61792 – Need to rework any code that iterates over chars

Bug 61792 - Need to rework any code that iterates over chars

Summary: Need to rework any code that iterates over chars

Status:	RESOLVED CLOSED

Alias:	None

Product:	POI
Classification:	Unclassified
Component:	POI Overall (show other bugs)
Version:	3.17-FINAL
Hardware:	PC Mac OS X 10.1

Importance:	P2 enhancement (vote)
Target Milestone:	---
Assignee:	POI Developers List

URL:
Keywords:

Depends on:
Blocks:

Reported:	2017-11-20 22:48 UTC by PJ Fanning
Modified:	2021-10-18 19:57 UTC (History)
CC List:	0 users

Attachments
Add an attachment (proposed patch, testcase, etc.)

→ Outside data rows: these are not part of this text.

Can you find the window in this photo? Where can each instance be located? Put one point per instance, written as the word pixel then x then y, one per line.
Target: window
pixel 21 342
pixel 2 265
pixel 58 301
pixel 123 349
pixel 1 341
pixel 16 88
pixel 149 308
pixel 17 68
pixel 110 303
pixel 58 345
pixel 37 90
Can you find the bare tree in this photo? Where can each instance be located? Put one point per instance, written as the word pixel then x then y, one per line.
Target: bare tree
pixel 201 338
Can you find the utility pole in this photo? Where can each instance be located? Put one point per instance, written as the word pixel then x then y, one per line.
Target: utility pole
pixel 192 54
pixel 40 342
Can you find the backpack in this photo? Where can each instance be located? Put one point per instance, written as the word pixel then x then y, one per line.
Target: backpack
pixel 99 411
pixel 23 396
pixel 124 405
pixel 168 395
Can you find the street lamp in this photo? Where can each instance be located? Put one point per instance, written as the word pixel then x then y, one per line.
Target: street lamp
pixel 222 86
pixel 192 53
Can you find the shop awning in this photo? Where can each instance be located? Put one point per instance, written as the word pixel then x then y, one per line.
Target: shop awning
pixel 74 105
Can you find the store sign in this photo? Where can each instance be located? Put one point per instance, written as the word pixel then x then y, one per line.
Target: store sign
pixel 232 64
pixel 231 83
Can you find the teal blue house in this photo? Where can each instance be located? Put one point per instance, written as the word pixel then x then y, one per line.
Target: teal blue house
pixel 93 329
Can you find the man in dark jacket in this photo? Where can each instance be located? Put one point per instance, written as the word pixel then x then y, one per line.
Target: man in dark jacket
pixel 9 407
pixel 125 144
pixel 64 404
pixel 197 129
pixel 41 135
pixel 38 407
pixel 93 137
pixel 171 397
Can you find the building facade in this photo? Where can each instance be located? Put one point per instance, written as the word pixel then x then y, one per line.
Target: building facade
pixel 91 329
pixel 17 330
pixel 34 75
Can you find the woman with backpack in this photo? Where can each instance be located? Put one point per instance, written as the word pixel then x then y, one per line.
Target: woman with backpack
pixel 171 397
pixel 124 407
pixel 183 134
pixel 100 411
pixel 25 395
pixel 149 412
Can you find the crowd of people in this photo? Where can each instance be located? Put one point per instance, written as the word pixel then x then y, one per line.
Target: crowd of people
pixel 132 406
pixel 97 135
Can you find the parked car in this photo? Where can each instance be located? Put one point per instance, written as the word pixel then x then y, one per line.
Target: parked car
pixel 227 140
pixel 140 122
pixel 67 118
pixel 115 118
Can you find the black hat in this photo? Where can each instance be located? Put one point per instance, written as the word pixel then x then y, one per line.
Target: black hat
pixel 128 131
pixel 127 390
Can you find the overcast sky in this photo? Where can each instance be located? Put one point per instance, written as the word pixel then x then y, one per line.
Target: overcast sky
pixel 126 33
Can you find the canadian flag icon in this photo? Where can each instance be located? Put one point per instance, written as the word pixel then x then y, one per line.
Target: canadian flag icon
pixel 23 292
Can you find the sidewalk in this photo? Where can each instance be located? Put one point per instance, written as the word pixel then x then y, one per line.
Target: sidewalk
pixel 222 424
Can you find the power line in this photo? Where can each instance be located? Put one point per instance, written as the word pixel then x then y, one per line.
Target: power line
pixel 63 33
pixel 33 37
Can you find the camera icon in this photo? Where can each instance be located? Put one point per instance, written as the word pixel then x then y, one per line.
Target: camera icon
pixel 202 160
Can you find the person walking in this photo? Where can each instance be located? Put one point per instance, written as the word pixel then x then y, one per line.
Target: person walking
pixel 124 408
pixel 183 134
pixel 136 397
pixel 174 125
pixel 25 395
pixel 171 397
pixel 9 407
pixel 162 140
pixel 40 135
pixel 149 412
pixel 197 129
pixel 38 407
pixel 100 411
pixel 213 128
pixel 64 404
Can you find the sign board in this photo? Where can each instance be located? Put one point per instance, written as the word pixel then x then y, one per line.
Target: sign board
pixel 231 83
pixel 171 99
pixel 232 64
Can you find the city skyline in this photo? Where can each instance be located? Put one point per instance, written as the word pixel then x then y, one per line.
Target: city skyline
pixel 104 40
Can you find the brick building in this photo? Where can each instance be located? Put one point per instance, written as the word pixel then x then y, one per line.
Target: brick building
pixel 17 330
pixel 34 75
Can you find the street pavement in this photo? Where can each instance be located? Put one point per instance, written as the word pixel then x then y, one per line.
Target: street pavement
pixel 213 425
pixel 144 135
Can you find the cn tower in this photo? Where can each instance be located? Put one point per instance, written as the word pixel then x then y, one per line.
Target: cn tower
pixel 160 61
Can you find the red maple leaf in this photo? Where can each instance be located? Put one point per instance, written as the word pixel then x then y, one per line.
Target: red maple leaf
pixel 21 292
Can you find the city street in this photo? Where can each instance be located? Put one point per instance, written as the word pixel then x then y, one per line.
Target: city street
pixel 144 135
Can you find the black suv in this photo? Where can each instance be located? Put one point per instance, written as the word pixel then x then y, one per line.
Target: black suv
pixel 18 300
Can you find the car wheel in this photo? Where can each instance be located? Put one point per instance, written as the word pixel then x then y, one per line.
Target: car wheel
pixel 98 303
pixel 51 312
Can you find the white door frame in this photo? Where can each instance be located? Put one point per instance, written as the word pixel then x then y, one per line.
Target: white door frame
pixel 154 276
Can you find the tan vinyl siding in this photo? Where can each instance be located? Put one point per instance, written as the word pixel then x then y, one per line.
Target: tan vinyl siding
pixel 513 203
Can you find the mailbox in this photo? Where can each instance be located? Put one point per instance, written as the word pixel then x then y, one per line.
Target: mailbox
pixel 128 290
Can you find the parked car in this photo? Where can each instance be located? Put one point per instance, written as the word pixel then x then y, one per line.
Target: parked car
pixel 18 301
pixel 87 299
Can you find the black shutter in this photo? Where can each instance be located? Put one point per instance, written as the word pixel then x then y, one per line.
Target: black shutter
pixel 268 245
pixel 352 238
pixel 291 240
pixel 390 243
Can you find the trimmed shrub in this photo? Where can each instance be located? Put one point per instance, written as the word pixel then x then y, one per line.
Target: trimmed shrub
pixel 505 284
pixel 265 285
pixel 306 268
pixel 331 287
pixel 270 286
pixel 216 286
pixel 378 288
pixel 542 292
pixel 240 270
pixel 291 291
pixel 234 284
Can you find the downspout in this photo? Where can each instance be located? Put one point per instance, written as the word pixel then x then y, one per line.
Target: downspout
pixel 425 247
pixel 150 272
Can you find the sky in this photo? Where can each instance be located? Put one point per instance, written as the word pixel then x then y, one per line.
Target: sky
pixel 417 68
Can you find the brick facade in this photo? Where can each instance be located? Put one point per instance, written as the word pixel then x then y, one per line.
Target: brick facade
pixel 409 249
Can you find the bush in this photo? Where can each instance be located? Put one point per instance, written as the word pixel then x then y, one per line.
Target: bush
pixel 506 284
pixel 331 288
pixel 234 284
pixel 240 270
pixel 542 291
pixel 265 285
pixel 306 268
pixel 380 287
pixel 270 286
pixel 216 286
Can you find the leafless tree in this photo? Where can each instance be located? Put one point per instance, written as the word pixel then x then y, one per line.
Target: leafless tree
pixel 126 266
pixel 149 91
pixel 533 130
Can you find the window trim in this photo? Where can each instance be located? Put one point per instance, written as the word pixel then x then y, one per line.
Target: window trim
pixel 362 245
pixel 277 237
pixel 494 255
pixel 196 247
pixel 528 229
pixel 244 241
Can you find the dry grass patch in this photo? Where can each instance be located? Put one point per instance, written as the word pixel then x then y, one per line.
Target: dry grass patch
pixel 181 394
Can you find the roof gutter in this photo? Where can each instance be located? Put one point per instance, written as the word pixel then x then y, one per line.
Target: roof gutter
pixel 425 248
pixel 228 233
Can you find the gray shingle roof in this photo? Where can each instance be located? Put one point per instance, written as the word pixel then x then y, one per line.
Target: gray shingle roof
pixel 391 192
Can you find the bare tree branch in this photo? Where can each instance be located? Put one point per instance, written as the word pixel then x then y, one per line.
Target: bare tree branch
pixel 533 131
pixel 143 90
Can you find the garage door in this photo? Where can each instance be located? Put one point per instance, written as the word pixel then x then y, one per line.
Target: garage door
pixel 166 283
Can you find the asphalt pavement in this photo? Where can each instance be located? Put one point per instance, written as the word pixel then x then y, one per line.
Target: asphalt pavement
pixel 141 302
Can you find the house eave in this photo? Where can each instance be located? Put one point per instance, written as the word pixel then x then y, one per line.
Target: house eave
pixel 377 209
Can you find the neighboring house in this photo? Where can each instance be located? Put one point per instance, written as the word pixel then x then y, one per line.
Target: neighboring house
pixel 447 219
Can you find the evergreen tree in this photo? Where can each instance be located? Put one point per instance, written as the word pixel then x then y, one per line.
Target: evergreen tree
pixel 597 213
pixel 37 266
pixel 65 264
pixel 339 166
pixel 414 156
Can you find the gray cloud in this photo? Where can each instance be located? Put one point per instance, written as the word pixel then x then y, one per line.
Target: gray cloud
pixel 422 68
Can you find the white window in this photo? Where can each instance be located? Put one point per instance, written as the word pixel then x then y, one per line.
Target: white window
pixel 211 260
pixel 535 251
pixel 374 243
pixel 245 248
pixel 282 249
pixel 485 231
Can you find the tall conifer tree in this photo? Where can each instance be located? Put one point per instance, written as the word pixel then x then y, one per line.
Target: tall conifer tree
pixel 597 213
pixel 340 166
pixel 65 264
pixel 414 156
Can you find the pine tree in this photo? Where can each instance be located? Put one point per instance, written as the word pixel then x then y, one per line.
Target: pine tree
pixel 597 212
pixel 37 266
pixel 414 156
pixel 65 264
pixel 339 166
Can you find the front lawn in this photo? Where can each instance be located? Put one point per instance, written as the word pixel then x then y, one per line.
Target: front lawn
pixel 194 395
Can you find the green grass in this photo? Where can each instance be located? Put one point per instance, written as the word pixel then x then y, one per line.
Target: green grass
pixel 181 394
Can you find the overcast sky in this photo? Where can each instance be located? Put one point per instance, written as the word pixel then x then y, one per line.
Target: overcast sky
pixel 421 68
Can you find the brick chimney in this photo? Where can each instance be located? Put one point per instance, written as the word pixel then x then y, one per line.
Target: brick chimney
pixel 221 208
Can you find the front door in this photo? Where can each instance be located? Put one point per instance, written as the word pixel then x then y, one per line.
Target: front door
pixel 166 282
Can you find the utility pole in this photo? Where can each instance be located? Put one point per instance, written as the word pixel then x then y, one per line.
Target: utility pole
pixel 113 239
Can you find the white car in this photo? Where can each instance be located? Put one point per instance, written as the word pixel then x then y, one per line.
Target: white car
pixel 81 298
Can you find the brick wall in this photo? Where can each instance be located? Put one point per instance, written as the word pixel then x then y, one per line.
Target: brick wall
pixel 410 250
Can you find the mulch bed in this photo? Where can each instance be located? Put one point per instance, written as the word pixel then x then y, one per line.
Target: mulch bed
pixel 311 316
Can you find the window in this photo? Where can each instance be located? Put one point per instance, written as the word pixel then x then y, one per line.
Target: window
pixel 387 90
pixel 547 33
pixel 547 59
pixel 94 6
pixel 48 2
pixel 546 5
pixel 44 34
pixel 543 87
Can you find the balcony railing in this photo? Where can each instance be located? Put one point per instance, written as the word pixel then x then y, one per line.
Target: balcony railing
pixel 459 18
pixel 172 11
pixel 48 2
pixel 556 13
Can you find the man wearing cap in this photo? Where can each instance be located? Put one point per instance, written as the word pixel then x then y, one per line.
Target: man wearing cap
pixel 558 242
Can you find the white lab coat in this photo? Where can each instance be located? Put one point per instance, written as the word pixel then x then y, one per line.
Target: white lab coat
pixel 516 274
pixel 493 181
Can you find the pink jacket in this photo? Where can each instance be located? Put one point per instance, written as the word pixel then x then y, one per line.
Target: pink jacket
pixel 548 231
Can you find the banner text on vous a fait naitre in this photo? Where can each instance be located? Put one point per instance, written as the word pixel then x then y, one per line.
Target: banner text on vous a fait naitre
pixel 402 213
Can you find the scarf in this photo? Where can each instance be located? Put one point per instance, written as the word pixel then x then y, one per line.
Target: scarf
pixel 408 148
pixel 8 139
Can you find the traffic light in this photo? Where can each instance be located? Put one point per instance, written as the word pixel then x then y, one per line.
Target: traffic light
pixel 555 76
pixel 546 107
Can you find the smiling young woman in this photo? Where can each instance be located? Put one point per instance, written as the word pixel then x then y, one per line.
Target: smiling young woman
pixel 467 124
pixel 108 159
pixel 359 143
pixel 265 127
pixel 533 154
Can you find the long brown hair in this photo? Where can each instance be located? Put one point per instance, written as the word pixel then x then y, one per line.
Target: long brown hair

Note You need to log in before you can comment on or make changes to this bug.

Description PJ Fanning 2017-11-20 22:48:24 UTC

If we need to iterate over chars, we should use codepoints (ints) instead of char primitives. Unicode surrogates need 2 java chars to represent one Unicode codepoint.
DrawTextParagraph.java has an example where we iterate over the chars of a String.
See https://stackoverflow.com/questions/1527856/how-can-i-iterate-through-the-unicode-codepoints-of-a-java-string

Comment 1 Javen O'Neal 2017-11-20 23:28:05 UTC

Is there any way to add this to forbidden-apis-check to find the issues and make sure it stays fixed?

Comment 2 PJ Fanning 2017-11-20 23:32:11 UTC

We should forbid:
Character toLowerCase() and toUpperCase() 
String toLowerCase() and toUpperCase() 

We should only use String toLowerCase(Locale) and toUpperCase(Locale)

Comment 3 Javen O'Neal 2017-11-21 05:14:26 UTC

https://svn.apache.org/viewvc/poi/trunk/src/resources/devtools/forbidden-signatures.txt?view=log

Comment 4 Dominik Stadler 2017-12-26 10:35:08 UTC

This seems to be mostly fixed now, is there still anything missing?

Comment 5 PJ Fanning 2017-12-26 11:13:18 UTC

Dominik, there are still a lot of places where the POI code iterates over chars. I suspect that it is best not to proceed with refactoring most of this code though. The risks of introducing new bugs needs to be weighed up against the likelihood that the code in question needs to be able to process Unicode surrogates correctly.